Tuesday, December 09, 2008

Heterotopia


While on the subject of books about urban space and design, there is another good one just out, Heterotopia and the City, Public Space in a Postcivil Society edited by Michiel Dehaene and Lieven De Cauter. It "discusses the concept of heterotopia: urban spaces that carry multiple, fragmented meanings. Heterotopia and the City seeks to clarify this concept and investigates the heterotopias which exist throughout our contemporary world: in museums, theme parks, malls, holiday resorts, gated communities, wellness hotels, and festival markets."

"Heterotopia, literally meaning 'other places', is a rich concept in urban design that describes a world off-center with respect to normal or everyday spaces, one that possesses multiple, fragmented, or even incompatible meanings.... The term was coined by Foucault in the late 1960s but has remained a source of confusion and debate since."
The book combines theoretical contributions on the concept of heterotopia, with a series of critical case studies that probe a range of (post-) urban transformations, from the 'malling' of the agora, through the 'gating' of dwelling, to the 'theming' of urban renewal. Wastelands and terrains vagues are explored as sites of promise and resistance in a section on urban activism and transgression. Heterotopia and the City provides a collective effort to reposition heterotopia as a crucial concept for contemporary urban theory and redirects the current debate on the privatization of public space.

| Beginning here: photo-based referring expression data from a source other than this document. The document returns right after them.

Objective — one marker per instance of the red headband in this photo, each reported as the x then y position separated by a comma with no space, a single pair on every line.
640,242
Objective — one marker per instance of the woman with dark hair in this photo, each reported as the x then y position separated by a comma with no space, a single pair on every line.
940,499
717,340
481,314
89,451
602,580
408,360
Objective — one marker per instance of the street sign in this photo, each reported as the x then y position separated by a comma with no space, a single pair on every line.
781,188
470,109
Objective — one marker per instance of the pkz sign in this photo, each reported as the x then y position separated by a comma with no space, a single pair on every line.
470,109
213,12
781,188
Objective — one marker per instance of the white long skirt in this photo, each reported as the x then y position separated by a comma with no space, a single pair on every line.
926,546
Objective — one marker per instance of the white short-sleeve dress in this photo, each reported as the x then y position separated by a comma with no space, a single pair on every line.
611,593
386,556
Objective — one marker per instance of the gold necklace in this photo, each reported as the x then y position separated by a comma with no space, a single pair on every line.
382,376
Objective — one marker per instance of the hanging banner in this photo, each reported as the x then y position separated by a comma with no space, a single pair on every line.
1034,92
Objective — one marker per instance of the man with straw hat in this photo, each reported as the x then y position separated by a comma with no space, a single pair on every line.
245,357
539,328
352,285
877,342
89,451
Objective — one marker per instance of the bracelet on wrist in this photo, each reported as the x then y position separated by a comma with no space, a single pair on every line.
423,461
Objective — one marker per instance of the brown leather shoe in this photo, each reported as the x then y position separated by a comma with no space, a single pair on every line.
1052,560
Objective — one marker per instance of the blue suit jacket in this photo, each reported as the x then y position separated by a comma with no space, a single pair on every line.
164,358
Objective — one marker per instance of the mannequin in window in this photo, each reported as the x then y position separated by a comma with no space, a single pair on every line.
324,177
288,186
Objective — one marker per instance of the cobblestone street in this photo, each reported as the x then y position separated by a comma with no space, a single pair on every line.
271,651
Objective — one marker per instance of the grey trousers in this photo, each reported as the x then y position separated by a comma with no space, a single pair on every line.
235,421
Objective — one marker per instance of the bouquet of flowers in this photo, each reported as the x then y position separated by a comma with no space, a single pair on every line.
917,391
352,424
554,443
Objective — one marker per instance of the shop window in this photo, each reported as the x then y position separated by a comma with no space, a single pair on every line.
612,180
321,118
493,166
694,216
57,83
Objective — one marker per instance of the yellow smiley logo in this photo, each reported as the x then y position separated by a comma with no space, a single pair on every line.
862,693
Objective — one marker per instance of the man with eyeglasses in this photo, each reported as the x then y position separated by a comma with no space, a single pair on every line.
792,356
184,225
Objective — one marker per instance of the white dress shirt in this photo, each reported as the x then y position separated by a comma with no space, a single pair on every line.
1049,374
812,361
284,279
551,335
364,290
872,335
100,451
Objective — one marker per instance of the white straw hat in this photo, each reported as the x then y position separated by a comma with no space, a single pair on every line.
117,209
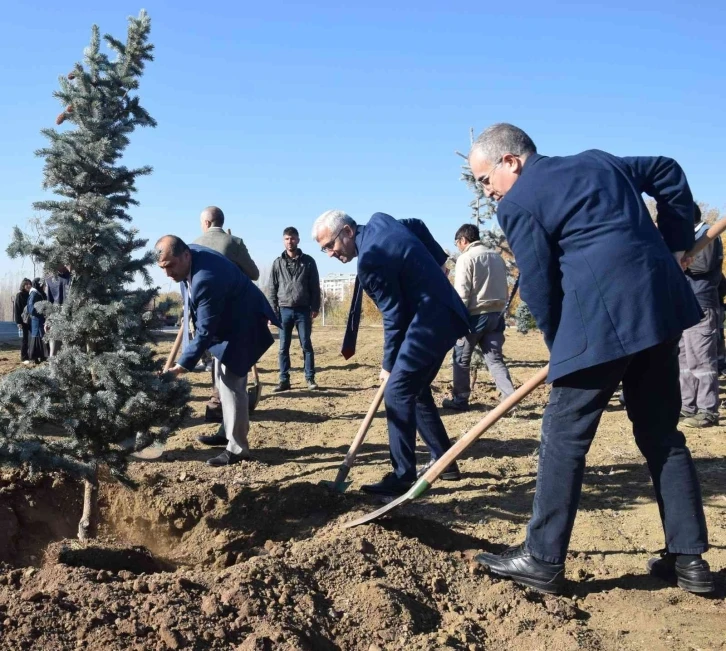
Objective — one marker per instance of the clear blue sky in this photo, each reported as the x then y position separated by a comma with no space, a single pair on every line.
278,111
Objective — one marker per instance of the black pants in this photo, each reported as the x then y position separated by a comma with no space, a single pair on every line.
653,401
24,345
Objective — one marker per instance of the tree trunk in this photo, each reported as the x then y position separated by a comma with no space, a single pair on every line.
89,520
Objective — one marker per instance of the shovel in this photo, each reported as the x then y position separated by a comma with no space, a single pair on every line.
340,484
424,483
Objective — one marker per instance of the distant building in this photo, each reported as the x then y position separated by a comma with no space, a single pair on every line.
335,285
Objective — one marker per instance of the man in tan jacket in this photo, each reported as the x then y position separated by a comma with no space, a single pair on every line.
481,282
216,238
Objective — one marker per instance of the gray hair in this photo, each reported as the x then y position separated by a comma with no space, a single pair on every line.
333,220
500,139
213,215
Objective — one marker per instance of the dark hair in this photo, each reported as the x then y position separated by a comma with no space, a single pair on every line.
214,215
469,231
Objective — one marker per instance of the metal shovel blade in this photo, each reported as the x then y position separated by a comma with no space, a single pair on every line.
339,485
433,473
154,451
420,487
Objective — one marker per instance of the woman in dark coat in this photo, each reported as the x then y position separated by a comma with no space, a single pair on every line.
21,300
36,349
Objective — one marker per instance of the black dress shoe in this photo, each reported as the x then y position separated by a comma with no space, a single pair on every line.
213,414
215,439
389,486
693,576
452,473
518,564
227,458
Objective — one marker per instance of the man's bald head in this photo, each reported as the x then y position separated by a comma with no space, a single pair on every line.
211,216
174,257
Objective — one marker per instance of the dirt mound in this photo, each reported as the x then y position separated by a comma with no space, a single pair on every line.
353,589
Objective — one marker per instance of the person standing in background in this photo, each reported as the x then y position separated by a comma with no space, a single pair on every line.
295,298
21,300
58,285
36,348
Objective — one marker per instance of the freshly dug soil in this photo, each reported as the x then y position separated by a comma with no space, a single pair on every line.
253,557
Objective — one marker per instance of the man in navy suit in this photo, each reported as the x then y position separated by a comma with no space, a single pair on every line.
602,283
230,315
399,267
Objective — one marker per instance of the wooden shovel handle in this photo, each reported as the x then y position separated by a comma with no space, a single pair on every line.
174,349
484,424
709,236
363,429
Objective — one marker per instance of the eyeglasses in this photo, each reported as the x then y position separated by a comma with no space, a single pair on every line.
484,180
329,246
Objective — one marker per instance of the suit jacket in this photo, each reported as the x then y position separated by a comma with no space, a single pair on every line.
230,313
231,247
422,314
596,272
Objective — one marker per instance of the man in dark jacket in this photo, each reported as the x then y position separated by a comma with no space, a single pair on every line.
58,285
21,300
698,358
611,301
233,248
295,297
399,267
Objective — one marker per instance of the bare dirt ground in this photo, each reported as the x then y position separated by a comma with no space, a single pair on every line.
253,557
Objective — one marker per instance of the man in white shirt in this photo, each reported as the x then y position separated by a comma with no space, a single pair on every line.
481,282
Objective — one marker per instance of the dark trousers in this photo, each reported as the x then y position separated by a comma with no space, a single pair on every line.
410,406
300,318
24,344
653,401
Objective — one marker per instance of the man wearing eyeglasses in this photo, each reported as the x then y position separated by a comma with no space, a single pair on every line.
399,267
611,301
295,297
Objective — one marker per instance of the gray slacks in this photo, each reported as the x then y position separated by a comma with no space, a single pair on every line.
235,411
698,361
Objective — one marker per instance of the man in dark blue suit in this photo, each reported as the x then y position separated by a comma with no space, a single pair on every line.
399,267
230,315
602,283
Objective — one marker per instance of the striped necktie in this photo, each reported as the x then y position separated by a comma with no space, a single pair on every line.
351,329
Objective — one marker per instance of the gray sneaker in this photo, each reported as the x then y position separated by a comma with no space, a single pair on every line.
701,419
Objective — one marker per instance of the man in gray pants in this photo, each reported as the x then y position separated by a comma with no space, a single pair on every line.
698,354
481,282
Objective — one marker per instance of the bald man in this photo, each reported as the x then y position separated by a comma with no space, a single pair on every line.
230,315
233,248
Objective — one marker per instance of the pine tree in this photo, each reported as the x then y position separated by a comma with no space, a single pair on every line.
103,387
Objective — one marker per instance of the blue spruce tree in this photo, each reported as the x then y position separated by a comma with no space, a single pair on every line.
104,387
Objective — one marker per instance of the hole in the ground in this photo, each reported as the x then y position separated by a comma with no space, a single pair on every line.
138,560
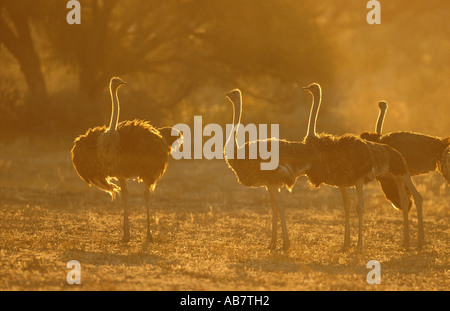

In both this and Steffen Lehmann's book, art is assumed a "natural" instrumental or relational role, which needs to be critiqued, as the practice could be seen to have become 'formalised'.

While pondering this I came across this comment by Calin Dan on Nettime.
"Autonomy entitles art to float freely in the interstices of the social fabric, to experiment and to steer in unexpected directions. When experiment and steering relate directly to the fabric itself, the art discourse looses autonomy and gains relational power (in the sense designed by Nic. Bouriaud). Relational art has an increased chance to acknowledgement, but also - naturally - to criticism, coming not only from the comfortable inner circles, but also from the structures to which the respective discourse 'relates'. Needless to say that both concepts (autonomous, relational) have no axiological power; they are not about quality, they are about method.